Hab aber wenig vergleich und lege die Rute auch ab.


----------



## Freizeit (1. September 2020)

So. Gerade vom Dealer zurück.
Es ist eine WFT XK Bone Bolo in 6 Meter geworden. Liegt mir gut in der Hand und wie Andal schon sagte, um einiges leichter als meine alte Rute.
Morgen wird sie wohl am MLK eingeweiht. Soll ja regnen und da mein Schirm gerade in der Retoure ist, muss ich unter eine Brücke flüchten. 
Mal sehen, was da geht.

Holger


----------



## Forelle74 (1. September 2020)

Freizeit schrieb:


> So. Gerade vom Dealer zurück.
> Es ist eine WFT XK Bone Bolo in 6 Meter geworden. Liegt mir gut in der Hand und wie Andal schon sagte, um einiges leichter als meine alte Rute.
> Morgen wird sie wohl am MLK eingeweiht. Soll ja regnen und da mein Schirm gerade in der Retoure ist, muss ich unter eine Brücke flüchten.
> Mal sehen, was da geht.
> ...


Prima. 
Dann Viel Spaß beim Bolo Fischen.


----------



## Andal (1. September 2020)

Es gibt schlechtere und häßlichere Ruten!


----------



## Freizeit (1. September 2020)

Und ich glaube, mit 65 Euronen bin ich auch gut weg gekommen.
Das Feeling (nur im Laden mal ausgezogen) war auch gut.

Holger


----------



## Freizeit (1. September 2020)

Freizeit schrieb:


> Das Feeling (nur im Laden mal ausgezogen) war auch gut.
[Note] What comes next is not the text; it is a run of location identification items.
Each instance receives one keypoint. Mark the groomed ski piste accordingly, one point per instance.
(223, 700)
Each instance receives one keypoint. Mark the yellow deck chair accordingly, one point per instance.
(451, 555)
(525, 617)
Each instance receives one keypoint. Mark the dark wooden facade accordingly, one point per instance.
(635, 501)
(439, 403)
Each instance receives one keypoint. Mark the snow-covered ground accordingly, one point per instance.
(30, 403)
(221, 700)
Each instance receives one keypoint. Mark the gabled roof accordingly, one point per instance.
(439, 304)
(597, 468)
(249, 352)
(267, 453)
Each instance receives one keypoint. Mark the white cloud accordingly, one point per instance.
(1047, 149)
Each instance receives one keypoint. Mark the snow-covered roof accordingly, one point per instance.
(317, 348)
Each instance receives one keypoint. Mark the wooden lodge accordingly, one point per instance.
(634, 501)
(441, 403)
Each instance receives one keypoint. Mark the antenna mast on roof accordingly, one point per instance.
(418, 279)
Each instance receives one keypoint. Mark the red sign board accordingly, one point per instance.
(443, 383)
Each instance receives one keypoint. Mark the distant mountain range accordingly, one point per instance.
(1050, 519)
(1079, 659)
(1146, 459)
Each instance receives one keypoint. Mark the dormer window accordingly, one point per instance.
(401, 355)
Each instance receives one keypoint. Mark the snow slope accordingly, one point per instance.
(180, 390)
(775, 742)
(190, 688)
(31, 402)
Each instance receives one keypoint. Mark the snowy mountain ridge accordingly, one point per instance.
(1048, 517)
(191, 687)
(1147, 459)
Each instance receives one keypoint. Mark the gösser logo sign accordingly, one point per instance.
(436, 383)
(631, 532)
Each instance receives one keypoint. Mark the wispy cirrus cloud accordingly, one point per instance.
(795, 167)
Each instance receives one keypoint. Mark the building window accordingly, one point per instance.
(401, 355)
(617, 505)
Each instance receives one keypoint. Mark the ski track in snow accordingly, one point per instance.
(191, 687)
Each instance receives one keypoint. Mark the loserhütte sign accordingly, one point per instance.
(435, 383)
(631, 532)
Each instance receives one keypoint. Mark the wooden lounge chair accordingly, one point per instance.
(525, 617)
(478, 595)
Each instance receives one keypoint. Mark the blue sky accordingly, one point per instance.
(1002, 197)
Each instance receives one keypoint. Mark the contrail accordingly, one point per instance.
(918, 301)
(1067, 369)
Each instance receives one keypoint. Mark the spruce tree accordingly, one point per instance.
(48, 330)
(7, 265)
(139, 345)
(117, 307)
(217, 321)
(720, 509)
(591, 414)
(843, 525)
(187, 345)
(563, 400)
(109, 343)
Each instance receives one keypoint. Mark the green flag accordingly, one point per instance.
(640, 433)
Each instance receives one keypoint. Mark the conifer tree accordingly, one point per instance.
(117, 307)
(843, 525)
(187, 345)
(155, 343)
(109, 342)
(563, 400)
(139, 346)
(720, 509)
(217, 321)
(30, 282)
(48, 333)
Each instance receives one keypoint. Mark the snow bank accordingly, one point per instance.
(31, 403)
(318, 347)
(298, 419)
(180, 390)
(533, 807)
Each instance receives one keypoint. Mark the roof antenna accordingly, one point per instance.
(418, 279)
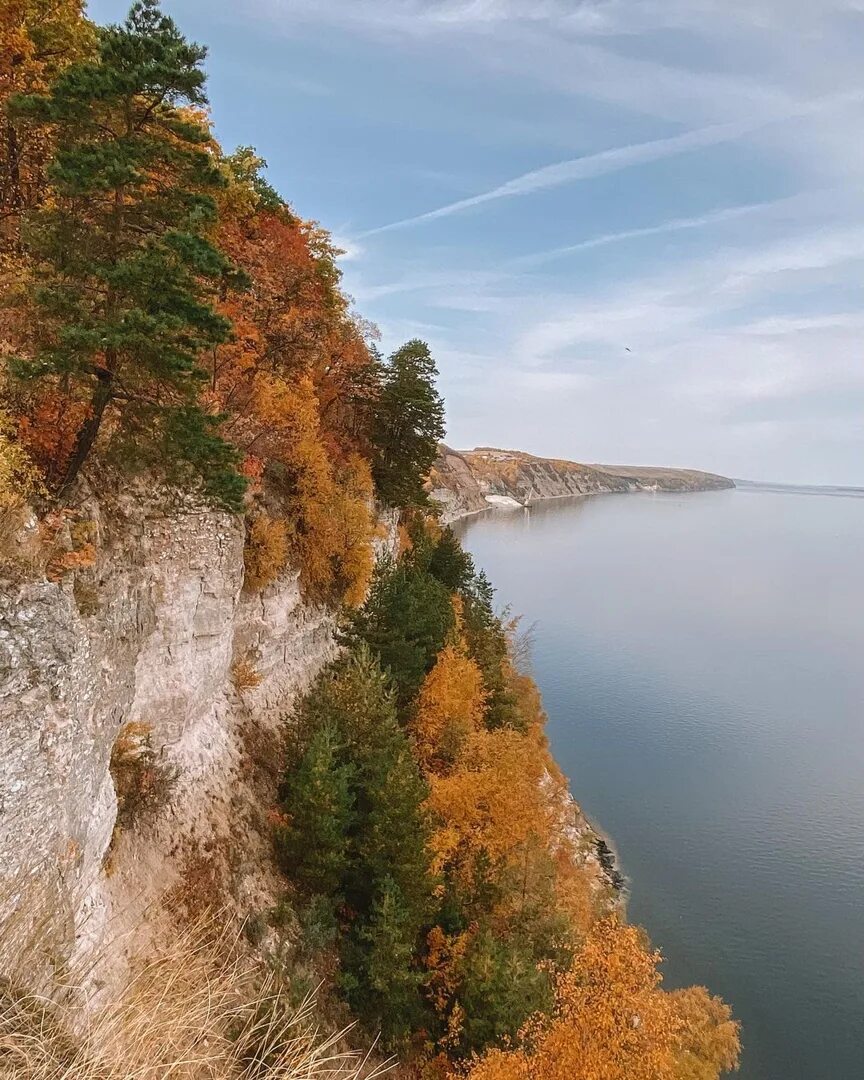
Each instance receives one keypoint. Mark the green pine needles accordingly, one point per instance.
(126, 275)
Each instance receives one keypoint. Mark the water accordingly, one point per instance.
(701, 658)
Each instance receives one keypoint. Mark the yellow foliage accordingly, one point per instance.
(18, 476)
(331, 526)
(266, 551)
(449, 707)
(710, 1038)
(612, 1021)
(491, 802)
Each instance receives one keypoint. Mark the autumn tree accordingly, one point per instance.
(318, 799)
(125, 273)
(450, 706)
(611, 1021)
(408, 426)
(356, 831)
(38, 38)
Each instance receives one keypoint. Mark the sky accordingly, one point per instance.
(632, 231)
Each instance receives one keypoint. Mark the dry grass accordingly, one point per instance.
(199, 1011)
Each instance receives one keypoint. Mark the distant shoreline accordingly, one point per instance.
(824, 489)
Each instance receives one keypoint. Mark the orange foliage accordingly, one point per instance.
(449, 707)
(612, 1022)
(266, 552)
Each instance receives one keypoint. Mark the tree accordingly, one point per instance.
(318, 799)
(407, 427)
(405, 622)
(125, 273)
(450, 564)
(710, 1039)
(450, 706)
(487, 644)
(38, 38)
(611, 1021)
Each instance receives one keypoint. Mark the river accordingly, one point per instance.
(701, 659)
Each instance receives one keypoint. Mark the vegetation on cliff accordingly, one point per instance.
(169, 315)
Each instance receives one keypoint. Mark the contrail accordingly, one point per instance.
(623, 157)
(582, 169)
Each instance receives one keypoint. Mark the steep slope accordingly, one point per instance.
(466, 482)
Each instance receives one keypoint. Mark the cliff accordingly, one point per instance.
(466, 482)
(158, 635)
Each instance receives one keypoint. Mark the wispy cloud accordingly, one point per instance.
(582, 169)
(674, 225)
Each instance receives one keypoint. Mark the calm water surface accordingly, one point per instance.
(702, 662)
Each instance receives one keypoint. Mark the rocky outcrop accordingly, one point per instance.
(467, 482)
(151, 635)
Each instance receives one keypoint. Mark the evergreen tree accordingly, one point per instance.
(487, 645)
(381, 976)
(405, 622)
(319, 801)
(450, 564)
(125, 273)
(407, 427)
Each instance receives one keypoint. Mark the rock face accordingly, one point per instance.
(148, 635)
(467, 482)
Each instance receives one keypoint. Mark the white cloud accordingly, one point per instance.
(581, 169)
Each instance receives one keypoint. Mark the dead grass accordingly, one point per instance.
(198, 1011)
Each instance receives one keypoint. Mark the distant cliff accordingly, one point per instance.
(464, 482)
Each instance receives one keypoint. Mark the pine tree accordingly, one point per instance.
(408, 424)
(125, 273)
(381, 975)
(318, 798)
(405, 622)
(450, 564)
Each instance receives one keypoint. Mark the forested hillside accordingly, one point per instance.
(170, 320)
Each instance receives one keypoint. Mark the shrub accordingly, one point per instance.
(194, 1011)
(266, 552)
(143, 782)
(245, 675)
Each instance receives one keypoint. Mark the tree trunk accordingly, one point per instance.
(88, 432)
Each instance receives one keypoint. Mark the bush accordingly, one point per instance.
(266, 552)
(144, 783)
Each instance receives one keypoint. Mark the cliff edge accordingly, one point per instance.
(466, 482)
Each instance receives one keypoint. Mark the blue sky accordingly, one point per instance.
(631, 230)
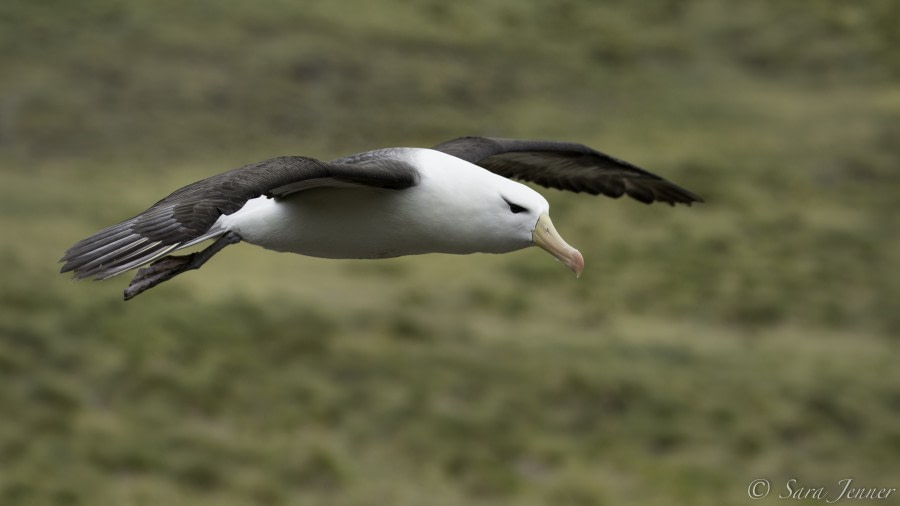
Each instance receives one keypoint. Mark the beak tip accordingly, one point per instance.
(577, 263)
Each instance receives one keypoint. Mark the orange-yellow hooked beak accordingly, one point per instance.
(546, 236)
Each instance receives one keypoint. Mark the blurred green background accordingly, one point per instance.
(753, 336)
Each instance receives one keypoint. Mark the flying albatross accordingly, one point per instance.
(458, 197)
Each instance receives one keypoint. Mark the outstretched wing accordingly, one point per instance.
(566, 166)
(186, 217)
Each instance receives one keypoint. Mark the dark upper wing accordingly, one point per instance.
(566, 166)
(186, 216)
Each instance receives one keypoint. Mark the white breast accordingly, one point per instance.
(448, 211)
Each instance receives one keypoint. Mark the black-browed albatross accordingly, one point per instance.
(454, 198)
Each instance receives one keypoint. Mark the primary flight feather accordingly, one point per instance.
(458, 197)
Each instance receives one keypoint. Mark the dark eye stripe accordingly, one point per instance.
(515, 208)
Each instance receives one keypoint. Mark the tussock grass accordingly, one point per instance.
(752, 336)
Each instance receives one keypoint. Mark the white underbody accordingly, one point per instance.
(456, 207)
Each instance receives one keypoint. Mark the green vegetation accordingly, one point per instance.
(753, 336)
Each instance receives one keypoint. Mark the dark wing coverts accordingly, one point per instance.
(566, 166)
(186, 216)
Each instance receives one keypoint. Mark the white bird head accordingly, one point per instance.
(479, 211)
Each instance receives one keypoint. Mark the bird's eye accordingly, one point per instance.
(515, 208)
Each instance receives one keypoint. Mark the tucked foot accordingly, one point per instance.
(168, 267)
(159, 271)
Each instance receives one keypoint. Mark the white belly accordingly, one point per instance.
(341, 223)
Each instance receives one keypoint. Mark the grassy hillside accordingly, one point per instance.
(753, 336)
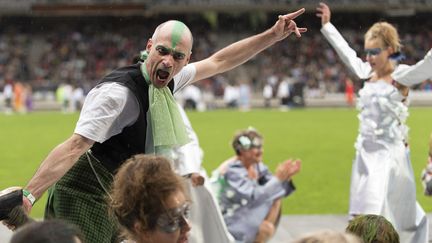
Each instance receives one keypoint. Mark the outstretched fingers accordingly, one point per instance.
(293, 15)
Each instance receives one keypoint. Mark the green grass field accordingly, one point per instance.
(322, 138)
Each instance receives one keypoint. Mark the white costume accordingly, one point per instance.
(206, 219)
(382, 179)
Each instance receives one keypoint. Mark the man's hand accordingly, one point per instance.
(287, 169)
(323, 12)
(286, 25)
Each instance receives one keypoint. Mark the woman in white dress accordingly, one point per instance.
(382, 180)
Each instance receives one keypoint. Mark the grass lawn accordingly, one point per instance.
(322, 138)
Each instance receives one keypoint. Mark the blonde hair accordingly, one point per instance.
(328, 236)
(386, 33)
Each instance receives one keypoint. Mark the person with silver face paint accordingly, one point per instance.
(132, 111)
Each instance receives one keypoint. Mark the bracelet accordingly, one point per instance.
(29, 196)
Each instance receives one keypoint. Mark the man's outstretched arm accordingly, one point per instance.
(243, 50)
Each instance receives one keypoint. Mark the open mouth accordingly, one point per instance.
(162, 75)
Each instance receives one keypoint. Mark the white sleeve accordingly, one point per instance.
(415, 74)
(107, 109)
(184, 77)
(348, 56)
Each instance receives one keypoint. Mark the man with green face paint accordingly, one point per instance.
(132, 111)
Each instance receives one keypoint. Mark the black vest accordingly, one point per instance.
(114, 151)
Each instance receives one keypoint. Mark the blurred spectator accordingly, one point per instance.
(8, 96)
(249, 194)
(150, 201)
(231, 95)
(267, 94)
(328, 236)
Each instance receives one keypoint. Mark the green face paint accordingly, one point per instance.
(177, 33)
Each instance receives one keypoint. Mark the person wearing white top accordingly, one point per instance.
(382, 180)
(415, 74)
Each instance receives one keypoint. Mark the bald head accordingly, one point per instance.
(177, 31)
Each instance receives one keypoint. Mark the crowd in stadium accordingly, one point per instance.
(81, 52)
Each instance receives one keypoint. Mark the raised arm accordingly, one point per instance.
(348, 56)
(56, 164)
(243, 50)
(415, 74)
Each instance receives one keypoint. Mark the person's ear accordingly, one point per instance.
(149, 45)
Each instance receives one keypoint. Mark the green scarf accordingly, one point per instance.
(168, 128)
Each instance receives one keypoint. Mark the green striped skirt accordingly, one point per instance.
(79, 198)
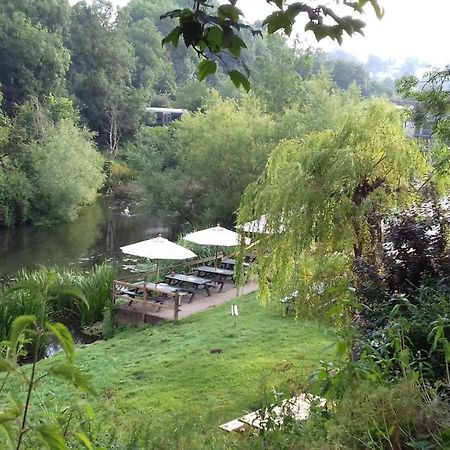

NICHT MICH, SONDERN DIE RUTE (ANGELRUTE) AUSGEZOGEN.

Oh Gott, ich glaube, ich reiß mich immer tiefer rein


----------



## Andal (1. September 2020)

Freizeit schrieb:


> Und ich glaube, mit 65 Euronen bin ich auch gut weg gekommen.
> Das Feeling (nur im Laden mal ausgezogen) war auch gut.
> 
> Holger


Dafür das sie im Onlinehandel immer noch für gut das doppelte steht - ein guter Schnapper!


----------



## Freizeit (3. September 2020)

So. Gestern die neue Rute eingeweiht. 
Eine schöne, knapp 30er Plötze war der Einstand. Das Handling der Rute unter diesen _Kampfbedingungen _war super   .
Zwei weitere, kleinere Plötzen und 15 Grundeln haben den Gesamteindruck auch nicht geschmälert.
Fazit: Ich bin vollauf zufrieden 

Holger


----------



## Andal (3. September 2020)




----------



## Forelle74 (3. September 2020)

Freizeit schrieb:


> So. Gestern die neue Rute eingeweiht.
> Eine schöne, knapp 30er Plötze war der Einstand. Das Handling der Rute unter diesen _Kampfbedingungen _war super   .
> Zwei weitere, kleinere Plötzen und 15 Grundeln haben den Gesamteindruck auch nicht geschmälert.
> Fazit: Ich bin vollauf zufrieden
> ...


Petri


----------